Convenience sampling: the participants are consecutively selected in guild of apperance according to their user-friendly accessibility (also known every bit consecutive sampling). The sampling process comes to an cease when the total corporeality of participants (sample saturation) and/or the time limit (fourth dimension saturation) are reached. Randomized clinical trials are usually based on convenience sampling. After sampling, participants are ordinarily randomly allocated to the intervention or control group (randomization).ⁱⁱⁱ Although randomization is a probabilistic process to obtain ii comparable groups (treatment and command), the samples used in these studies are generally not representative of the target population.

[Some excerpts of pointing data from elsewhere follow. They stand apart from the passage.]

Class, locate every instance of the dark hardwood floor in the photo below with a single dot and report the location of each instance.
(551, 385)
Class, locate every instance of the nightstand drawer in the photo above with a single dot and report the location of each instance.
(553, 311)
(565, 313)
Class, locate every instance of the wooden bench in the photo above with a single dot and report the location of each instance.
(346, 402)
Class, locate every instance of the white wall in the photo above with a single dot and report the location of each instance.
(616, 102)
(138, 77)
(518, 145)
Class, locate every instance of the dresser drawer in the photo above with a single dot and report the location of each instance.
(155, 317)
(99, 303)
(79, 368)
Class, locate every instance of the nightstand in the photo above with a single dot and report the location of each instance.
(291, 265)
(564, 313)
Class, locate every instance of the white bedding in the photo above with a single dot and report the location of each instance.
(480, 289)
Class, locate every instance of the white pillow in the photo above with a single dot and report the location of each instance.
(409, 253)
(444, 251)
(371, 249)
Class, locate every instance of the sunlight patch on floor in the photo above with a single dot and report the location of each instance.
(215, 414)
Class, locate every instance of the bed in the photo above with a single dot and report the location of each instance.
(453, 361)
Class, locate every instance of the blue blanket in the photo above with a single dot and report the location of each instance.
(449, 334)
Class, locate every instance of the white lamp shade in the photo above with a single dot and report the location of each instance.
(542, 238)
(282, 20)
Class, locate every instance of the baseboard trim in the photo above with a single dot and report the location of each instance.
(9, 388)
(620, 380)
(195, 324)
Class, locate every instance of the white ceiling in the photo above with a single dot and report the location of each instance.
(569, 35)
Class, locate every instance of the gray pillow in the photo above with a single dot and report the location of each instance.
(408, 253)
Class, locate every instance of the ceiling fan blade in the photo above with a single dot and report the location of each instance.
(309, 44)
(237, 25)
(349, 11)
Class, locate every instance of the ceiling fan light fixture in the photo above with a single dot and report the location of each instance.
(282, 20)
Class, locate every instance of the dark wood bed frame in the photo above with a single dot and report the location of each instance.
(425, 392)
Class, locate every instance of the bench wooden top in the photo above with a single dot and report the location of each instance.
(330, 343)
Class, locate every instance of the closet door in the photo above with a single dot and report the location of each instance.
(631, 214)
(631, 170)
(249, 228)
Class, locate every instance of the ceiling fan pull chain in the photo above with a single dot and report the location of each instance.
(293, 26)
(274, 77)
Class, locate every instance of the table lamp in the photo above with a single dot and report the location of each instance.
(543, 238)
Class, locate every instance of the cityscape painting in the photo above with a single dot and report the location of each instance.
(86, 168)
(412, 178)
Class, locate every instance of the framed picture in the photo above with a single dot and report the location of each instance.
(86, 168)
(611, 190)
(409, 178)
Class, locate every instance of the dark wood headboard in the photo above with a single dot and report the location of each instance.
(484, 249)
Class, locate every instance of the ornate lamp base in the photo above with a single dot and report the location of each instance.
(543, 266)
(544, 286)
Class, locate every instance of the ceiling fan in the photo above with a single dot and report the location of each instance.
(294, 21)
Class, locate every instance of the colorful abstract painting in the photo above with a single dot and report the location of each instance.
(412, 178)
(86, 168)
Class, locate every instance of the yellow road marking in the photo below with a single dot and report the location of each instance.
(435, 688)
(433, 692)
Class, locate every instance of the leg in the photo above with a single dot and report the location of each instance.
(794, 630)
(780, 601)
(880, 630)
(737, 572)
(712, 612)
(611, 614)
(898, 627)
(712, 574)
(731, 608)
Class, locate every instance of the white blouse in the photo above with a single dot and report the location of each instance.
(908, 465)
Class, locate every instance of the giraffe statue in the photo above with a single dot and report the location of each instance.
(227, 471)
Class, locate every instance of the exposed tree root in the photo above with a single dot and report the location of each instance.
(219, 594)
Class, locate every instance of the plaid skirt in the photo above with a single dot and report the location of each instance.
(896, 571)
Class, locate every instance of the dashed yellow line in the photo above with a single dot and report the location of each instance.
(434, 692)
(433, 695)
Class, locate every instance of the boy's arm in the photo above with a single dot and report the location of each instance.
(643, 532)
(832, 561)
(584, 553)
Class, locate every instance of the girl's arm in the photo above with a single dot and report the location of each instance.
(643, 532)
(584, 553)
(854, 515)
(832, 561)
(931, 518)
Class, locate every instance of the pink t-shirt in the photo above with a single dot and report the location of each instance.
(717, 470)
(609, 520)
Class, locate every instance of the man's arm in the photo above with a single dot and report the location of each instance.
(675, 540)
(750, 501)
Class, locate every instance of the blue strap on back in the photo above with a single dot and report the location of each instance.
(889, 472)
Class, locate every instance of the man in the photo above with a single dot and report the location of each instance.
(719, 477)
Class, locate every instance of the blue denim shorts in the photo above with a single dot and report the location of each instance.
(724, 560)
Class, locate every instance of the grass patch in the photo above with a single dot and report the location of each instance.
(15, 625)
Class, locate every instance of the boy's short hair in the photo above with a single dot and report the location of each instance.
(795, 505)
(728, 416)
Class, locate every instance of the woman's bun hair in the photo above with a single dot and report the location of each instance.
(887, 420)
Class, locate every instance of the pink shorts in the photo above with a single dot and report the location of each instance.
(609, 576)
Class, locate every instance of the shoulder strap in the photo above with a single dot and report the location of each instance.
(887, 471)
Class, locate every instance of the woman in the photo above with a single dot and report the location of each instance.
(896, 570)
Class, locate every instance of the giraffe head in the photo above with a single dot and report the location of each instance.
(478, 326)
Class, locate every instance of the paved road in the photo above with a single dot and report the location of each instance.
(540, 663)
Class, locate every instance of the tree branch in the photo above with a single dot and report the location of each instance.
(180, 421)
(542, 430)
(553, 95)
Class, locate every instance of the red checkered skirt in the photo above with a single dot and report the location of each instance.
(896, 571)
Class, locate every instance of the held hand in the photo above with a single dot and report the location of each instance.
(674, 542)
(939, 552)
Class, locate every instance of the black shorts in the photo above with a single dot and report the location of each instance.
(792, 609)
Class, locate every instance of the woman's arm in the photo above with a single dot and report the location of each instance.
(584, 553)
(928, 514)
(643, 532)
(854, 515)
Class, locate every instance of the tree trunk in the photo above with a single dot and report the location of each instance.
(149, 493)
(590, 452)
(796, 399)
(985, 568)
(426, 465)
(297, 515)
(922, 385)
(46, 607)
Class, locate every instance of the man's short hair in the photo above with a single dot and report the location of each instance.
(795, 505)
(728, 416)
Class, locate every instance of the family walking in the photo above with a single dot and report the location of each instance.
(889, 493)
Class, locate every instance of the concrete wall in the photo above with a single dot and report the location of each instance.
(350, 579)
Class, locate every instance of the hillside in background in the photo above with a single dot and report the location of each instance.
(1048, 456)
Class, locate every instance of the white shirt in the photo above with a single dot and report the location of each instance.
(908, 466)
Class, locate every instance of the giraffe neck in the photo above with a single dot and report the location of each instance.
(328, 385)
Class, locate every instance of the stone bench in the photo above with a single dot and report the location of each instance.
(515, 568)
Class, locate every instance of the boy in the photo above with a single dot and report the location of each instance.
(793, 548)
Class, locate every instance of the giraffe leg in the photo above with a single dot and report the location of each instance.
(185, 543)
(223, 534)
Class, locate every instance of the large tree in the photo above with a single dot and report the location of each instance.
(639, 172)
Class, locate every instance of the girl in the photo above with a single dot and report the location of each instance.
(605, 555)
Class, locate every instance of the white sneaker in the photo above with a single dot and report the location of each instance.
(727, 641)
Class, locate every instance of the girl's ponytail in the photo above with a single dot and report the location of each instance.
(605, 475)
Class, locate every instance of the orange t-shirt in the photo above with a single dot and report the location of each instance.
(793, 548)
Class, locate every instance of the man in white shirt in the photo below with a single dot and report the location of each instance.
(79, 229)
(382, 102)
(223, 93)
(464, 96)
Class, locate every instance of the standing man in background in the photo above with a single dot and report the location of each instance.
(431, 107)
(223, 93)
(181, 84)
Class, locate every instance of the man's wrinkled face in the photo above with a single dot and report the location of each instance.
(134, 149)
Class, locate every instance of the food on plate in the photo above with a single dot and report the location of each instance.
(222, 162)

Purposive sampling: this is used when a diverse sample is necessary or the stance of experts in a particular field is the topic of interest. This technique was used in the written report by Roubille et al, in which recommendations for the treatment of comorbidities in patients with rheumatoid arthritis, psoriasis, and psoriatic arthritis were made based on the opinion of a group of experts.^six

Quota sampling: according to this sampling technique, the population is first classified past characteristics such every bit gender, age, etc. Later on, sampling units are selected to complete each quota. For example, in the written report by Larkin et al., the combination of vemurafenib and cobimetinib versus placebo was tested in patients with locally-avant-garde melanoma, stage IIIC or 4, with BRAF mutation.⁷ The study recruited 495 patients from 135 wellness centers located in several countries. In this type of written report, each center has a "quota" of patients.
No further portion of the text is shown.